Jumping Outside of my Comfort Zone

By Justin Wilson, NIU GILD Intern 2018

For me, comfort is found in my hammock in my backyard listening to the wind blow and the birds chirp. Comfort is defined very differently by everyone— it isn’t a one-size-fits-all deal. Last summer, if you had told me that I would be in Mexico right now for a month interning and learning more about the social space, responsible tourism, and global nonprofits, I would have thought that you were lying to me. However, as I sit here and write this blog, I am looking at the Bahía de Banderas and feeling the breeze rush into the office window.
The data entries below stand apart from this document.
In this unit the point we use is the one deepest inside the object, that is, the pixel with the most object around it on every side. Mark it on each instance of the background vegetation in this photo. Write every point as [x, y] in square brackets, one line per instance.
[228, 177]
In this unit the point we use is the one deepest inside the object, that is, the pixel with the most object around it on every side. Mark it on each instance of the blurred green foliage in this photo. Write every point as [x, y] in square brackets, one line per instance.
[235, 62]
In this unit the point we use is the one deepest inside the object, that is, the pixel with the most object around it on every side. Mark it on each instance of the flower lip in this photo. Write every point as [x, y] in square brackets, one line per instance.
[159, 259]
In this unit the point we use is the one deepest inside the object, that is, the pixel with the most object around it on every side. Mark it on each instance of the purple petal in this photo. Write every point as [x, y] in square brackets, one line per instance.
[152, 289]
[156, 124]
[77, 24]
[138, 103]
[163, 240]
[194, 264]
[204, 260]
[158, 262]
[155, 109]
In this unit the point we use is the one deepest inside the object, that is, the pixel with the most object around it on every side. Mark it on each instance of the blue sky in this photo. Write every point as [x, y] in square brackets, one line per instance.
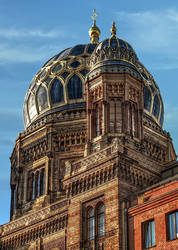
[33, 31]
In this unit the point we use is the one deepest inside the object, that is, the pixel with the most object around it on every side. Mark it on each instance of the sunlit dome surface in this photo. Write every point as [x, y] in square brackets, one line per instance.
[59, 85]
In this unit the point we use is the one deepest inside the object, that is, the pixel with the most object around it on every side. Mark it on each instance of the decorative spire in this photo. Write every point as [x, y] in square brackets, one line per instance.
[113, 29]
[94, 31]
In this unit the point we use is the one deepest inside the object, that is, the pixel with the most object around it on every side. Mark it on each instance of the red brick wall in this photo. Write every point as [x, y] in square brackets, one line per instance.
[162, 201]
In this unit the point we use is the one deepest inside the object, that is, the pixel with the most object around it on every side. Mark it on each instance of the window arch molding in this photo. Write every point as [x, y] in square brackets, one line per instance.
[100, 219]
[42, 100]
[94, 224]
[156, 106]
[56, 91]
[74, 87]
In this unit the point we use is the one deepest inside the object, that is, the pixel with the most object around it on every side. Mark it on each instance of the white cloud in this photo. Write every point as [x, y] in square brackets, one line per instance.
[154, 32]
[26, 53]
[11, 33]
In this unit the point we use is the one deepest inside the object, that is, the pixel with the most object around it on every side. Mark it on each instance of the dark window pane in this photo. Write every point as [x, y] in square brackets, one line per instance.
[75, 64]
[113, 43]
[56, 92]
[105, 44]
[65, 75]
[162, 115]
[101, 220]
[152, 88]
[42, 98]
[56, 68]
[122, 43]
[63, 54]
[91, 224]
[84, 72]
[91, 48]
[77, 50]
[144, 75]
[74, 87]
[148, 234]
[147, 98]
[173, 225]
[48, 79]
[156, 107]
[43, 74]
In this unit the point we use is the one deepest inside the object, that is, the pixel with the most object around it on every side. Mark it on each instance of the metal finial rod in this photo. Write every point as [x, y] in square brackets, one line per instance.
[94, 16]
[113, 29]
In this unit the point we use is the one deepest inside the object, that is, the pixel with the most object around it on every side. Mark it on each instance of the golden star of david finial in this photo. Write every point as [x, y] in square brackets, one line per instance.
[94, 31]
[94, 16]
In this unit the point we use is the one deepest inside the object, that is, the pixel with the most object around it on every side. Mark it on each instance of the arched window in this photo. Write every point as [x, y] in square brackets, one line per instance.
[33, 186]
[162, 116]
[42, 181]
[97, 121]
[42, 98]
[56, 92]
[156, 106]
[31, 106]
[147, 98]
[91, 224]
[100, 220]
[74, 88]
[38, 184]
[14, 198]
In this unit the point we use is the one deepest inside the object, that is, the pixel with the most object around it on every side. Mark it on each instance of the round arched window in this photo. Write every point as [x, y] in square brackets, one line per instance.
[156, 106]
[74, 88]
[147, 98]
[56, 92]
[42, 98]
Several months ago, I stumbled across a TED Talk by Adam Braun, the Founder and CEO of Pencils of Promise, called The Five Phrases That Can Change Your Life. He talks about how his Semester at Sea’s ship hit a 60 foot rogue wave which knocked out the navigation and power causing a Mayday. After realizing what was happening, he focused on the why of the situation. Why was he there, why was he on the boat, why is this happening, why? He continuously reflected on this and realized that there was something left on this earth that he had to do. This sudden realization of his life helped Braun realize his purpose and directed his path to start the nonprofit focused on global education, Pencils of Promise. The different mantras that Braun talked about in this TED talk really stuck out at me, especially the first one: get out of your comfort zone.
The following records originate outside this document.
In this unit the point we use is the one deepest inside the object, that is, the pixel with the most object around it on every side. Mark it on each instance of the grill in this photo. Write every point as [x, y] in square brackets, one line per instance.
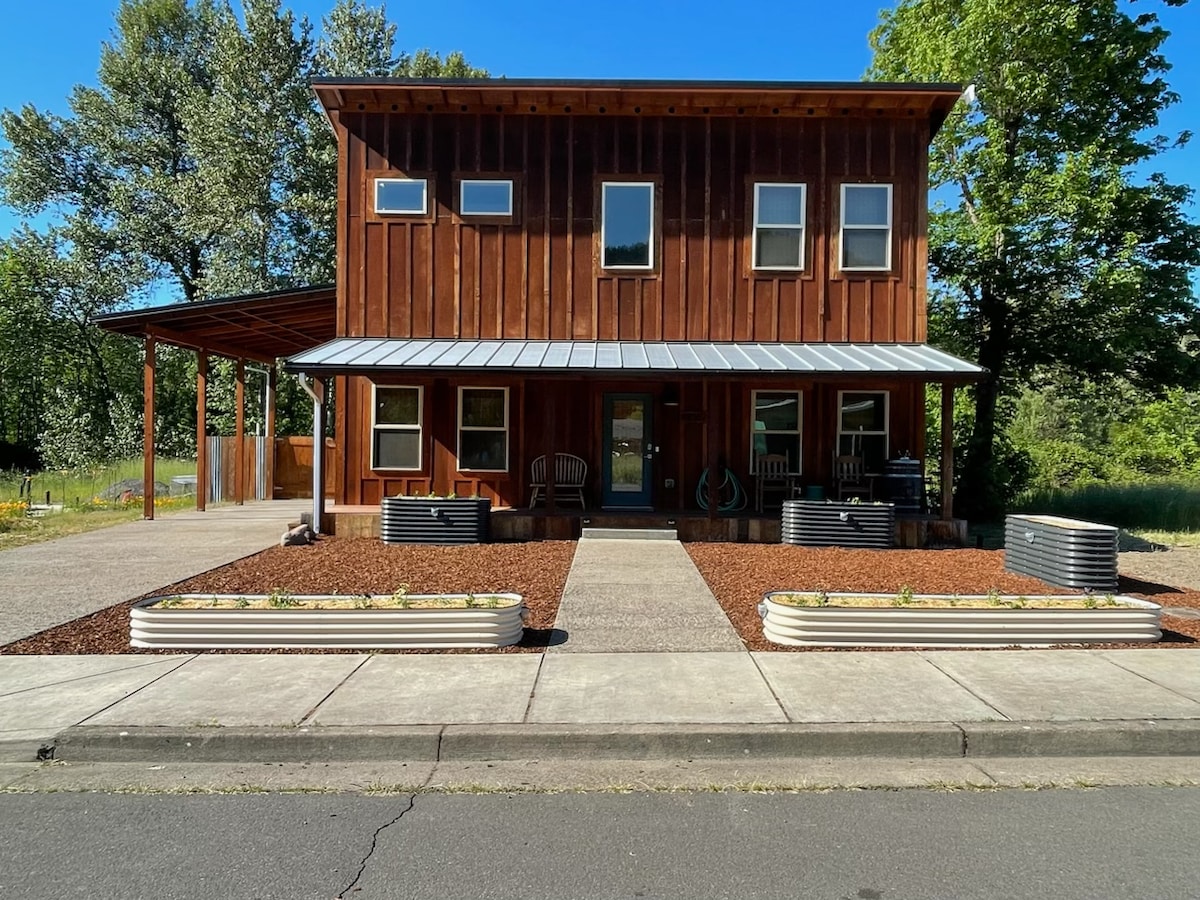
[1062, 551]
[816, 523]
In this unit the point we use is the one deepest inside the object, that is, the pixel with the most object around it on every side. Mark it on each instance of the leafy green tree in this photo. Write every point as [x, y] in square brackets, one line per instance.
[1051, 256]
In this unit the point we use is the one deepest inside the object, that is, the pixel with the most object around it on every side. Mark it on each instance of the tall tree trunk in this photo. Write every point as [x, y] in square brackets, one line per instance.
[981, 492]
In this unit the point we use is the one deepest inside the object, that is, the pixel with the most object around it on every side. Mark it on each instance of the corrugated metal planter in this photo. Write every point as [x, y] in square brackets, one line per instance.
[432, 520]
[1062, 551]
[1128, 621]
[156, 627]
[827, 523]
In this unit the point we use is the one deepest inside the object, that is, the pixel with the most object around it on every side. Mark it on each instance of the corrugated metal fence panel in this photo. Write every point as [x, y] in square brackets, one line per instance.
[1066, 552]
[817, 523]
Braun goes on to tell the audience to “get out of your comfort zone while you can and immerse yourself in something radically new that challenges everything that you ever believed before” (Braun 2013). So that’s what I did.
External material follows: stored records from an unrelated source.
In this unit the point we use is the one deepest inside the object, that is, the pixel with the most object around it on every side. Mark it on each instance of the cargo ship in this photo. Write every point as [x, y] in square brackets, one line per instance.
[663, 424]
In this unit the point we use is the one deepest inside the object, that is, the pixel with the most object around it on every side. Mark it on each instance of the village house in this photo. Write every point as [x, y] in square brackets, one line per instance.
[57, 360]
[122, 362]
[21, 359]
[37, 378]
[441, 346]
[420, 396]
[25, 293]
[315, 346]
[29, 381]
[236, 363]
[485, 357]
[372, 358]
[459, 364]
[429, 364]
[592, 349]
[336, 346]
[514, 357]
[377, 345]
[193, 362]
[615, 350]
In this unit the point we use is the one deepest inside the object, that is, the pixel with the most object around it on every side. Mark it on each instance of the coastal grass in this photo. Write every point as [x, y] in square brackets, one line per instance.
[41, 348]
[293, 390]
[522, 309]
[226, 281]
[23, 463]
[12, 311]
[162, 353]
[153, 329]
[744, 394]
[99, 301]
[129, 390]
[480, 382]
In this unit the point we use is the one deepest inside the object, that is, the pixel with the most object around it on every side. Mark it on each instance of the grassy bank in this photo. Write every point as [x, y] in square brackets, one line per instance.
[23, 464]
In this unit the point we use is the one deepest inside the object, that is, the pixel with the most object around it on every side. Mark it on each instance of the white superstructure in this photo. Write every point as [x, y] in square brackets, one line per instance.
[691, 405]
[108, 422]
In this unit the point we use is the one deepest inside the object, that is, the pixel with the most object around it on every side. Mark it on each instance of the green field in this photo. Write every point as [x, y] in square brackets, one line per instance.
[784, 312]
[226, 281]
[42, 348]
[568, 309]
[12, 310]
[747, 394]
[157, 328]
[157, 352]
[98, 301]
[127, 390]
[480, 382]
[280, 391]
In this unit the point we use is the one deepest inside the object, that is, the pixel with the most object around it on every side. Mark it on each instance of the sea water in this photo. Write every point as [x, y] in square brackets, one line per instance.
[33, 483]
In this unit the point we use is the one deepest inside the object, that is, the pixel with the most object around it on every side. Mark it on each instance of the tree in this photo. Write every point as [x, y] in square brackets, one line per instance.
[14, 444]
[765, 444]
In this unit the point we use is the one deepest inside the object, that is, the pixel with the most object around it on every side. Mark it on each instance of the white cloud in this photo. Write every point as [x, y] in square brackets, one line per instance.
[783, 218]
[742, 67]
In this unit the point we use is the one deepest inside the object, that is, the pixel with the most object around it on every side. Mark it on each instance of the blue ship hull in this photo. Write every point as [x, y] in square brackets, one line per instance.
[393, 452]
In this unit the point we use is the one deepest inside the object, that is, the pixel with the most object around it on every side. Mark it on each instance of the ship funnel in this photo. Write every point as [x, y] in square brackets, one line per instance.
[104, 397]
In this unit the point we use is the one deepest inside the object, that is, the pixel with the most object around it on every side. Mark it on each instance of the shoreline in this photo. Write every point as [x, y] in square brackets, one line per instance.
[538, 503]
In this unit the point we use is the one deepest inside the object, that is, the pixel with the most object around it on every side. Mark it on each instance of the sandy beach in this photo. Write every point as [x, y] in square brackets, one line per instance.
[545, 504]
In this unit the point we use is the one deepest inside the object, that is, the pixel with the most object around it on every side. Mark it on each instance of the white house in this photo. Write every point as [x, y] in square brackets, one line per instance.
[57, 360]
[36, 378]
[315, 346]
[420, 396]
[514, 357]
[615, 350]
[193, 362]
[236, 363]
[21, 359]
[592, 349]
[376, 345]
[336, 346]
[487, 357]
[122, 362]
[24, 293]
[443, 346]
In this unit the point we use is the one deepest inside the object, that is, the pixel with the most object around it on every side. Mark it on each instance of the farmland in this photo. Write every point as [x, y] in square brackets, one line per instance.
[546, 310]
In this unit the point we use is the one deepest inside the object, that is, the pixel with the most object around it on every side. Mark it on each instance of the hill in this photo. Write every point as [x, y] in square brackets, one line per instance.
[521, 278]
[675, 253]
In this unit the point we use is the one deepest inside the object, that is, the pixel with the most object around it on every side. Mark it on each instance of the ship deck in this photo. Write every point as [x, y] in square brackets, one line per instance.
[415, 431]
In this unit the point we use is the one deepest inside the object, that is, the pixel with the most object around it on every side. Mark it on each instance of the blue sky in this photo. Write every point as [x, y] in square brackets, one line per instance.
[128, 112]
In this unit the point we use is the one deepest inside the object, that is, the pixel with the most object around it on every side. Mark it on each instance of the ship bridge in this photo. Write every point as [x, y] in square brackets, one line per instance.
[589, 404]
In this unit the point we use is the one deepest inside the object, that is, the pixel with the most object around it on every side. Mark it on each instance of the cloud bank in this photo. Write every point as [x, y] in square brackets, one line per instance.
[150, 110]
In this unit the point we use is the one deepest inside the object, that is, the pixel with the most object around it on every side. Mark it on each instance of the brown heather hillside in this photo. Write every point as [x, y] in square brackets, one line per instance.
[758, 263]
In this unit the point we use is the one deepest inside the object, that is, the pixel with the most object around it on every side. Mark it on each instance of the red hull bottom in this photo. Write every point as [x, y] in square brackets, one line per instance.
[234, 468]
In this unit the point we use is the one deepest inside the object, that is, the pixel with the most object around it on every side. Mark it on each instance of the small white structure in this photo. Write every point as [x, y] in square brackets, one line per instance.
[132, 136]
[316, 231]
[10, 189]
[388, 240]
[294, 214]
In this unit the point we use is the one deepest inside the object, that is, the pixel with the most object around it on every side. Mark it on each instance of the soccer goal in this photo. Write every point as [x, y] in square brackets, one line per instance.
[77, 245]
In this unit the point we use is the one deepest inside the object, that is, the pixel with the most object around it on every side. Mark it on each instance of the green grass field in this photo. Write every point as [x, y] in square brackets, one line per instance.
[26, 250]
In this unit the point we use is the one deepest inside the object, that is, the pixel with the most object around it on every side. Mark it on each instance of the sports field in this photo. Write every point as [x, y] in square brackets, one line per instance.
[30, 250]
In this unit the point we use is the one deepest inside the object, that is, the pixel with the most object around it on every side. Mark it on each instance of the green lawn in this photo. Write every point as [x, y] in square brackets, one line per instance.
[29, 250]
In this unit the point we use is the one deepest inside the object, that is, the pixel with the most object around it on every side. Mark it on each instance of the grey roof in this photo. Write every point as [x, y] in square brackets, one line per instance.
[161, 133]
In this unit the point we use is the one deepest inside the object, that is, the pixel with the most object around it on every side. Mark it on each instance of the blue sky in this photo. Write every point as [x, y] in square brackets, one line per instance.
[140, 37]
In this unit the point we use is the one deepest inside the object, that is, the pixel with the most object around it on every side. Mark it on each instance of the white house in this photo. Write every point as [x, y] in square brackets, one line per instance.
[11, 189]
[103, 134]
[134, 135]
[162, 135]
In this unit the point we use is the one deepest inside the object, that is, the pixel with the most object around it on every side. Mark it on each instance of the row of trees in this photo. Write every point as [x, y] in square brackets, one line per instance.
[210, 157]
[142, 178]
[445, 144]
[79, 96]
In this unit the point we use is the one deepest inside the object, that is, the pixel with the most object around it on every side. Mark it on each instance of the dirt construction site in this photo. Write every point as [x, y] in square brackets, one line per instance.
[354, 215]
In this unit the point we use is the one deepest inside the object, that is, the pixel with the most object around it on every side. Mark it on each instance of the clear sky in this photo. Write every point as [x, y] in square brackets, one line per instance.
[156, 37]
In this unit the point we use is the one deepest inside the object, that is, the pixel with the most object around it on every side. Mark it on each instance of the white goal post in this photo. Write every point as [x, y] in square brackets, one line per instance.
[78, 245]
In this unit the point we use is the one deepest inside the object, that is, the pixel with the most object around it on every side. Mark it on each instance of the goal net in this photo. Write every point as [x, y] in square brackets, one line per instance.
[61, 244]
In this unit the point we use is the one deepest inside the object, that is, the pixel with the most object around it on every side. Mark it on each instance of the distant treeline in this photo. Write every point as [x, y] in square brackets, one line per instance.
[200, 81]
The view of Bahía de Banderas from the Human Connections office

I applied, interviewed, was accepted to the NIU Global Internship and Leadership Development Program hosted by Human Connections, in Bucerías, Nayarit, México. I decided to challenge my assumptions and what I have heard about Mexico and immerse myself into this new and nerve-racking experience.

Some people might think that interning abroad for a month in Mexico isn’t really getting outside of one’s comfort zone but what really made me uncomfortable about this trip was the fact that I only had a few years of high school Spanish under my belt and I didn’t remember much of it. I thought of all the different situations that I could fall in, where I would be stuck because I didn’t know the language. Luckily, the program that I was applying for was in English, so I decided to jump in and put myself in an uncomfortable position which I hoped would help me grow and develop both personally and professionally.

Yadira, Segis, and Xochitl, are local entrepreneurs that we worked with on one of our projects

Since I arrived in Mexico, I have remembered and learned many different words and phrases that help me communicate with the locals and with other guests. I can successfully order lunch, ask for the check, ask the price of an item, and much more.

Jumping outside of my comfort zone doesn’t end with just the language. It is a question that I continue asking myself. On one of our Cultural Day Tours, we visited Rolando, a weaver from Oaxaca. He went around the room with a bowl of crickets and asked if any of us wanted to try the traditional snack. At first, I was thinking, why would I eat a cricket? But I realized that in that moment, I was conforming to my comfort zone. I then decided to take a cricket by the leg and eat it.

Me and one of the guides zipping on the highest line at Playa Grande Ecopark in Puerto Vallarta

Our group went to Playa Grande Ecopark where we did a zip-line tour in the mountains of Puerto Vallarta. I’ve been on several zip-lines before, so I wasn’t nervous at all going on the tour. I’m not nervous about heights either; I grew up climbing trees and jumping off. Early in the tour, some of the other interns asked if they could go upside down and the tour guides told us that we would need to go with a guide to ensure proper safety. I wasn’t too sure that going upside down and letting go was for me. I found comfort in holding on to the trolley while zooming through the fresh air. After several breathtaking ziplines and some beautiful hikes, we finally reached the peak of the mountain and now had to zip over to the other mountain. I knew that this was the time to push myself to go upside down. If I wanted to overcome the fear of going upside down and push myself outside my comfort zone, this was the time. So I cautiously walk up to the guide and ask if I could go with another guide on this line. A minute later, I was zipping from one mountain peak to another, upside down without holding onto anything. It was exhilarating.

Stepping outside your comfort zone is critical for growth. If I didn’t decide to apply for an internship with Human Connections, I wouldn’t have had the chance to re-learn some Spanish, and learn more about the social space, responsible tourism, and global nonprofits. If I didn’t try the cricket, I might not have known that they aren’t half bad. If I didn’t let go of the trolley and go upside down on the highest zipline, I wouldn’t have known the thrill of flying in the air from one mountain peak to another. All of these positive experiences wouldn’t have happened if I hadn’t taken a leap of faith.

Push yourself to seek discomfort and challenge your assumptions and you’ll see a positive change. You’ll grow from the experience and your comfort zone will slowly increase. The nerves you have now will soon be within your comfort zone. And then it’s time to take that next step, zip-line trick or trip.